Commentary

Benchmarking Benefits Crucial to Success

Measuring your public relations efforts means more than just monitoring your brand. It means using media intelligence to set up metrics, which can include any combination of: mentions, message penetration, sentiments or other attributes, and compare them against your industry, competitors or your own past performance. 

A program that gathers intelligence about your company, competitors, audience, influencers and leaders is key to PR success today. 

Shonali Burke of Shonali Burke Consulting, says “The biggest benefit is that benchmarking is your road map to understanding what’s working and what’s not.” For example, she says, “if one of your goals is leadership within your industry, you won’t know whether you’ve increased share of voice in targeted news and social media unless you can compare the data at the beginning against where you end up.” 

“It helps to set the foundation for your entire measurement program,” Burke says. “And by doing that, it informs your strategy. ... By setting that foundation and informing that strategy, it really helps you make better business decisions.” 

 Key benefits to benchmarking: 

1. Benchmarking helps make metrics meaningful. What exactly do you wish to do with your PR? Comparing yourself against objective standards gives you a yardstick to measure success. 

Strong, who views his work through a B2B technology lens, measures products with long sales cycles. He tracks the following: 

  • Volume of mentions, including client versus competitor versus industry leader. 
  • Tone of coverage among the same subsets.
  • Quality of coverage (see benefi No. 3 below). 
  • Anecdotal evidence from clients, sales reps and industry leaders, such as when customers say they purchased a product after reading an article, or an analyst uses your research in a presentation slide at an industry conference. 
  • Market research and customer surveys when possible. 

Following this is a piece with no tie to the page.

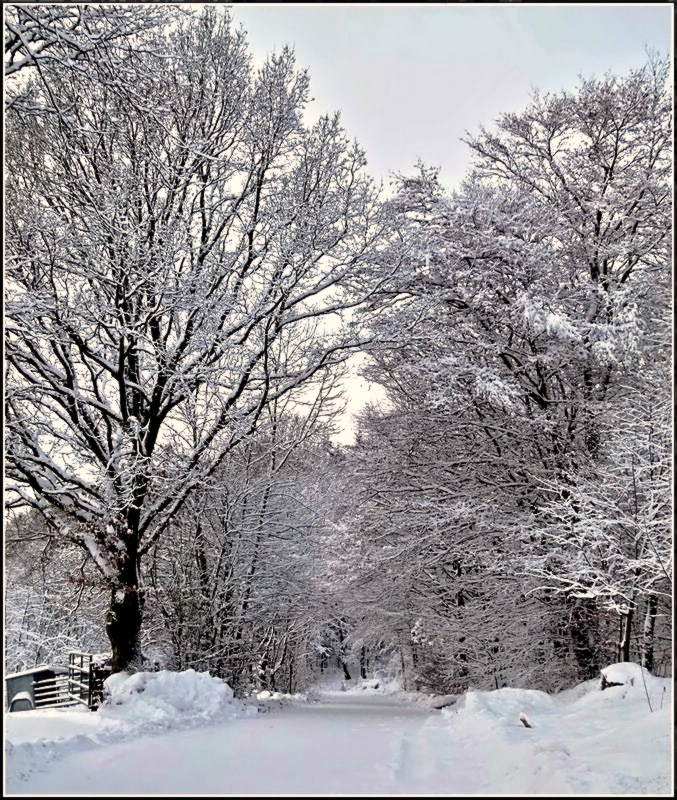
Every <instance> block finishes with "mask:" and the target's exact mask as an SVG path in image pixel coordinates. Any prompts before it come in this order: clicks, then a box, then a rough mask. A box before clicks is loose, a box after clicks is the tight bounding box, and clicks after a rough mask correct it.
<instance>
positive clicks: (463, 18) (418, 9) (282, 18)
mask: <svg viewBox="0 0 677 800" xmlns="http://www.w3.org/2000/svg"><path fill="white" fill-rule="evenodd" d="M232 13H233V18H234V20H235V21H236V23H242V25H243V26H244V28H245V30H246V31H247V32H248V39H249V43H250V47H251V51H252V53H253V55H254V57H255V59H256V60H257V61H262V60H263V59H264V58H265V56H266V54H267V53H269V52H270V51H272V50H274V49H276V50H280V49H281V48H282V46H283V45H285V44H289V45H291V46H293V48H294V50H295V52H296V56H297V60H298V63H299V65H300V66H302V67H307V68H308V70H309V72H310V79H311V83H310V88H311V96H312V97H314V98H315V101H314V102H313V103H312V104H311V107H310V110H311V117H310V118H311V119H312V118H313V117H317V116H319V114H321V113H331V112H333V111H337V110H340V111H341V113H342V120H343V125H344V127H345V128H346V131H347V132H348V134H349V136H351V137H354V138H356V139H357V140H358V142H359V143H360V145H361V146H362V147H363V148H364V149H365V150H366V153H367V159H368V166H367V169H368V170H369V172H371V173H372V174H373V175H374V176H375V177H378V178H383V179H384V181H386V182H387V181H388V173H389V172H390V171H394V172H404V173H407V172H411V171H412V168H413V165H414V164H415V162H416V160H417V159H418V158H421V159H422V160H423V161H424V162H426V163H427V164H429V165H432V166H438V167H441V168H442V173H441V176H440V178H441V180H442V183H443V184H446V185H447V186H449V187H451V186H454V185H456V184H457V183H458V181H459V180H460V179H461V178H462V177H463V174H464V172H465V170H466V168H467V166H468V163H469V157H468V150H467V148H466V145H464V144H463V143H462V142H460V141H459V139H460V137H461V136H463V135H464V134H465V132H466V131H469V132H471V133H475V132H477V129H478V126H479V125H481V124H484V125H486V126H489V125H491V123H492V122H493V121H494V120H495V119H496V118H497V117H498V116H499V114H501V113H503V112H512V111H518V110H519V109H521V108H523V107H524V106H525V105H527V103H528V102H529V98H530V95H531V91H532V89H534V88H538V89H539V90H540V91H541V92H556V91H559V90H561V89H574V88H575V87H576V85H577V84H578V78H579V75H583V76H585V77H590V76H592V75H597V76H602V75H603V74H604V73H605V72H607V71H611V72H614V73H617V74H620V73H624V72H627V71H628V70H630V69H633V68H637V67H640V66H642V65H643V64H644V63H645V61H646V50H647V48H649V49H653V50H657V51H659V52H661V53H670V52H671V48H672V34H671V30H672V19H673V7H672V4H668V3H657V4H648V3H643V4H639V3H638V4H618V5H607V4H604V5H601V4H597V5H595V4H591V5H589V6H581V5H573V4H572V5H557V6H556V5H545V4H544V5H536V4H526V3H497V4H488V3H458V4H444V5H432V4H431V5H422V4H417V5H411V6H407V5H374V4H369V5H359V4H358V5H352V6H347V5H331V4H328V5H297V6H295V5H289V4H284V5H283V4H277V5H275V4H270V5H265V4H261V3H257V4H256V5H247V4H240V3H235V4H233V5H232ZM348 391H349V394H350V403H349V406H348V412H347V415H346V416H345V418H344V419H345V422H346V428H345V431H344V433H343V434H342V435H341V436H339V437H337V440H338V441H341V442H344V443H350V442H352V439H353V437H352V425H351V424H350V414H351V413H354V412H355V411H357V410H359V409H360V408H361V407H362V406H363V404H364V403H365V402H366V401H367V400H375V399H377V398H378V397H379V393H378V391H377V390H376V388H373V387H371V388H370V387H368V386H367V385H366V384H365V382H364V381H362V380H361V379H360V378H359V377H357V376H356V377H355V378H354V379H352V380H351V381H349V383H348Z"/></svg>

2. Measuring in real time provides actionable intel. 

Benchmark and measure frequently can correct over the course of your campaign. 

Several years ago, Burke worked with United Nations High Commissioner for Refugees to raise online awareness about refugees. One tactic was an effort to get people to buy a $5 symbolic pin or pendant to raise awareness of the plight of refugees. To gauge the campaign’s effectiveness, Burke tracked metrics from before it started, including key purchases, website traffic, and inquiries about the campaign. During the campaign, these figures skyrocketed. Burke tracked what worked, and she adjusted throughout the campaign to optimize results. “That gave us real data to go back to the client and say this really worked well,” Burke says.” 

3. Determining quality of voice improves coverage. 

Quality of voice is a subjective, five-point scale, Strong says. Every outlet gets a number from one (say, The Wall Street Journal) to five (an off-topic trade publication), providing comparisons and relative worth. Not all media exposure drives business. Not all press is good press. 

 A TV network client of Katie Paine, owner of Paine Publishing, has a list of 25 top reporters who can influence the company’s success in major ways. These are entertainment and industry writers, reviewers, and consumer and trade press journalists. The company uses such data when reaching out to reporters, Paine says.

 4. Benchmarking quality of coverage sparks business conversations. 

Smart clients, says Paine, have conversations with their sales, research and marketing teams, among others. “There are certain things that are going to make people more likely to consider or prefer your product or services, or at least be aware of your messages,” she says. 

 5. Benchmarking share of voiceanswers this: ‘Am I killing it, or getting killed?” 

It’s commonplace to measure the bread and butter of performance. What gives you an extra edge is tracking how you stack up against competitors. 

 At the outset, measure the volume, type and quality of the coverage you and your competitors are getting. Doing so provides a benchmark for comparison later and helps you set realistic goals for your market. To come up with a tangible, defensible goal, assess yourself against your top three competitors, and get a sense of the cadences of the market as well.

 6. Benchmarking shows executives why they should do interviews. You can prove your business value. When you benchmark share of voice, or better yet, desirable voice, you can have an impact on your organization’s earnings. 

This is illustrated in the competition among aviation companies for a massive Air Force contract, Paine says. The company that had the most leaders and experts quoted was most likely to win the contract, she says.

 7. Benchmarking social media engagement helps you understand your audience. The era of shrugging off social media engagement as distinct from PR is over. Social media is a real-time research laboratory providing an authentic view of your audience. For example, look at what they are talking about now, versus what they talked about last year, so you can see how their views have shifted.  

 8. Benchmarking reveals message penetration. When you tie PR to outcomes and map behavior to it, benchmarking shows not only whether your messages havehad an impact, but which ones. You can then evaluate whether you’re emphasizing the right points, or need to nurture key messages that don’t seem to be making it through. 

Concluding, from message penetration to share of voice, from defining good coverage to social media engagement, you’ll improve only if you benchmark. You’ll spark business conversations and prove your business value. Otherwise, you’ll never know if you’re killing it, or getting killed, in the competitive world of PR.